Les personnages masculins ne sont pas en reste, qu’il s’agisse de seconds rôles comme celui d’André (Denis Lavant) ou tout simplement de Pierre, le capitaine de gendarmerie (Laurent Poitrenaux), mais surtout celui de Jean (André Dussolier) l’homme inattendu et surprenant, au regard et à l’attitude pénétrants ! C’est qu’au-delà ou malgré son ambiguïté par rapport à la défunte - dont il a ou aurait été l’un de ses amants - il est celui qui manifeste ici une certaine virilité (conquérante ? Pénétrante ?).

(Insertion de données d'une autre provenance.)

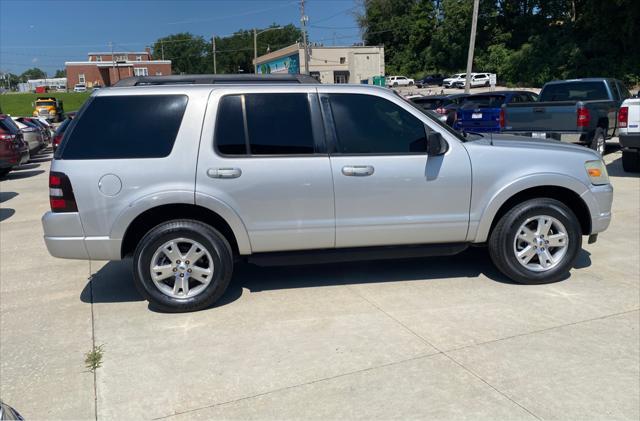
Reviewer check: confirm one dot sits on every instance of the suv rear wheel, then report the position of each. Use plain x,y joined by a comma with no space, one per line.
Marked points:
182,265
536,242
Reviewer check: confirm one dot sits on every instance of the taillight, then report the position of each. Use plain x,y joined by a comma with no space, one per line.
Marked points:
61,195
583,117
623,116
7,137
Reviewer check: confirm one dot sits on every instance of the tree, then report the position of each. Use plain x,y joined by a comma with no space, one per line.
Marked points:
33,73
186,51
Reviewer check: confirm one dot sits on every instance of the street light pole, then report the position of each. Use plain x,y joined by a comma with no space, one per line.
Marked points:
472,43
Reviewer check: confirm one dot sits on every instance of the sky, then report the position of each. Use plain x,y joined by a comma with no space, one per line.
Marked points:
45,34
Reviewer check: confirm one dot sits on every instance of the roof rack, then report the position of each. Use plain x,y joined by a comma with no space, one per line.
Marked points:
214,79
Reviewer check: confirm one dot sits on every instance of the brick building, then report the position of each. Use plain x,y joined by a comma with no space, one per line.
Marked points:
105,69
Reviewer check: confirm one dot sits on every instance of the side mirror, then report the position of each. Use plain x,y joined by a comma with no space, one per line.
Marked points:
436,145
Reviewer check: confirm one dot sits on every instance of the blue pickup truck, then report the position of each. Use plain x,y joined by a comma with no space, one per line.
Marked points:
480,113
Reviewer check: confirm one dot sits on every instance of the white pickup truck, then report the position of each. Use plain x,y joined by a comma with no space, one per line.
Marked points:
629,134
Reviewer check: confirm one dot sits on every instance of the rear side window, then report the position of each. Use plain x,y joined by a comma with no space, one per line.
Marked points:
367,124
115,127
276,124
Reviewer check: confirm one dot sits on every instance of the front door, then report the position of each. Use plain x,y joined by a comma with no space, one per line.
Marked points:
387,190
264,160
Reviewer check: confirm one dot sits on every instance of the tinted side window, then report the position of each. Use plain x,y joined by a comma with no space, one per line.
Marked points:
277,124
368,124
230,138
114,127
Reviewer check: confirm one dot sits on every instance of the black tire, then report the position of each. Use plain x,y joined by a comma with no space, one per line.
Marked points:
598,142
214,242
501,242
631,161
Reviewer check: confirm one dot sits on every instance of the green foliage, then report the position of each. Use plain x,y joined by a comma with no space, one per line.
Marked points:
93,358
19,104
191,54
526,42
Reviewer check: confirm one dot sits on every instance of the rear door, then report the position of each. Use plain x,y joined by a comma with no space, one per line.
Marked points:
387,190
262,154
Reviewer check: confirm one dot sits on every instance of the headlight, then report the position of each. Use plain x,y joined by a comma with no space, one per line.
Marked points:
597,172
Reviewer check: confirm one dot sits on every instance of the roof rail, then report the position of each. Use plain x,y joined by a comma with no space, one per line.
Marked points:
214,79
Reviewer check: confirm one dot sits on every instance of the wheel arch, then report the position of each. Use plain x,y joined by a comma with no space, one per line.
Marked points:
569,194
155,216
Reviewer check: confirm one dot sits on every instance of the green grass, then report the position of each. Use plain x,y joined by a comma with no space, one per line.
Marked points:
19,104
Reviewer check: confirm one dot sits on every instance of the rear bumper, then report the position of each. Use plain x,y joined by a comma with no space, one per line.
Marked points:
599,200
64,238
630,141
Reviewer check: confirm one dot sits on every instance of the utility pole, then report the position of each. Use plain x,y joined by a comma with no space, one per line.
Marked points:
213,48
303,20
255,51
113,63
472,44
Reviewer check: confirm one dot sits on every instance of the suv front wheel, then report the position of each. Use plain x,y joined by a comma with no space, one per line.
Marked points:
536,242
182,265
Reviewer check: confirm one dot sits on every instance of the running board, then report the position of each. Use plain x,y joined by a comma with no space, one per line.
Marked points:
306,257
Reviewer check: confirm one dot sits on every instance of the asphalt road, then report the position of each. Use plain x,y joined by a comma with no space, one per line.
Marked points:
438,338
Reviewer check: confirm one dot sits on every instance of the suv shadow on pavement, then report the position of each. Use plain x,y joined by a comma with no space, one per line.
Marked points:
113,283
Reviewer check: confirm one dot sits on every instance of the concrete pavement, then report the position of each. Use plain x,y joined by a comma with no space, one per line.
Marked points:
441,338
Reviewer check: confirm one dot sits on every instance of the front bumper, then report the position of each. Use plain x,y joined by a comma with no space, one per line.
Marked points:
599,200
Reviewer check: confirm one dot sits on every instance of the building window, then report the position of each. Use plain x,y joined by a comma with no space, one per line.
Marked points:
140,71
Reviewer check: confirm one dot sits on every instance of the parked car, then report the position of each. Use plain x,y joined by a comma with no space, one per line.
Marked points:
44,130
431,80
451,80
576,110
364,177
13,150
393,81
477,80
629,125
58,135
32,135
445,106
481,112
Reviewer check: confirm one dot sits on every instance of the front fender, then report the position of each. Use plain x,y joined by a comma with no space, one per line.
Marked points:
488,206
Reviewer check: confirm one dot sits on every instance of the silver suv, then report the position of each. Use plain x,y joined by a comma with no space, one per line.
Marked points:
187,179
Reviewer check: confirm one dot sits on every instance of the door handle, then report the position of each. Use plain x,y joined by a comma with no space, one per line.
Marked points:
357,170
224,172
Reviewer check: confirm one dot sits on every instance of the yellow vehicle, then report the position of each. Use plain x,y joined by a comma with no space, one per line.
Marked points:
49,108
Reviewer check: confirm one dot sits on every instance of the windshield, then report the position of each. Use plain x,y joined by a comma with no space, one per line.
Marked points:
429,103
574,91
483,101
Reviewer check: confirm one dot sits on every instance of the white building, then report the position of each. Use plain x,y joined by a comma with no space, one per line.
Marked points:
354,64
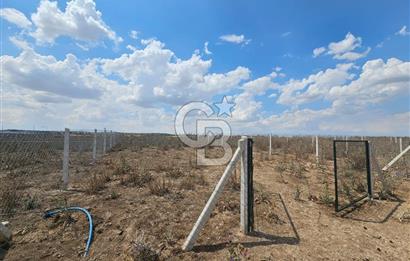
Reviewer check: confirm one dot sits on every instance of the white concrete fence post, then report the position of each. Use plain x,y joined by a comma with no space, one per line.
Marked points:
240,153
95,145
66,158
401,144
245,205
110,139
347,145
105,141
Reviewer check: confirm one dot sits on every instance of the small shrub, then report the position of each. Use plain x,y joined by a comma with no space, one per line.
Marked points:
114,195
188,183
237,253
138,178
122,168
30,202
174,173
141,251
325,197
9,198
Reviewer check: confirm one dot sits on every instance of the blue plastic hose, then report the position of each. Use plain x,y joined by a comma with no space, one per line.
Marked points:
52,212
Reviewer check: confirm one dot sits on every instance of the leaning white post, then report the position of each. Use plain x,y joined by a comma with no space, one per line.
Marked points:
95,145
396,158
105,141
210,205
244,184
401,144
66,157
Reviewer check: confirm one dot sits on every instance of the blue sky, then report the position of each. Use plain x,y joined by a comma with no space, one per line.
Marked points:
260,54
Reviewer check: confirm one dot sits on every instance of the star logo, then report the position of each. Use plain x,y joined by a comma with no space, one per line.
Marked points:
225,107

Ce que l’on remarquera d’emblée de film, c’est la crudité du langage (bien plus que les corps nus rares et lointains) et la crudité de celui-ci. Surtout de la part de Pattie. Elle exprime de façon crue, technique et très explicite tout ce qui gravite autour du sexe (au double sens du mot : le sexe comme activité et le "sexe" comme organe(s), de l’homme, mais aussi de la femme !). Oserais-je écrire que les mots fondent et roulent dans la bouche de Karin Viard, pardon, de Pattie, comme des bonbons au miel. Ecrivons de suite que l’on déconseille la vision du film à ceux qui seraient choqués par un vocabulaire sexuellement explicite. Les autres, en revanche, découvrirons une façon d’aborder le langage inhabituelle au cinéma, proche peut-être de delui des corps de garde dans l’armée et pourtant pas "pornographique". C’est que cette femme (ces femmes possiblement) va oser parler du sexe comme le font parfois les hommes. Leurs mots sont à la fois englobants, mais également pénétrants. Les mots disent des choses du sexe comme on le ferait pour décrire la dégustation d’un plat dans un restaurant étoilé. Il n’y a pas ici une censure morale qui ferait que certains mots sont "maudits", chargé d’une condamnation morale ! Non, c’est ici candeur première et joie de vivre.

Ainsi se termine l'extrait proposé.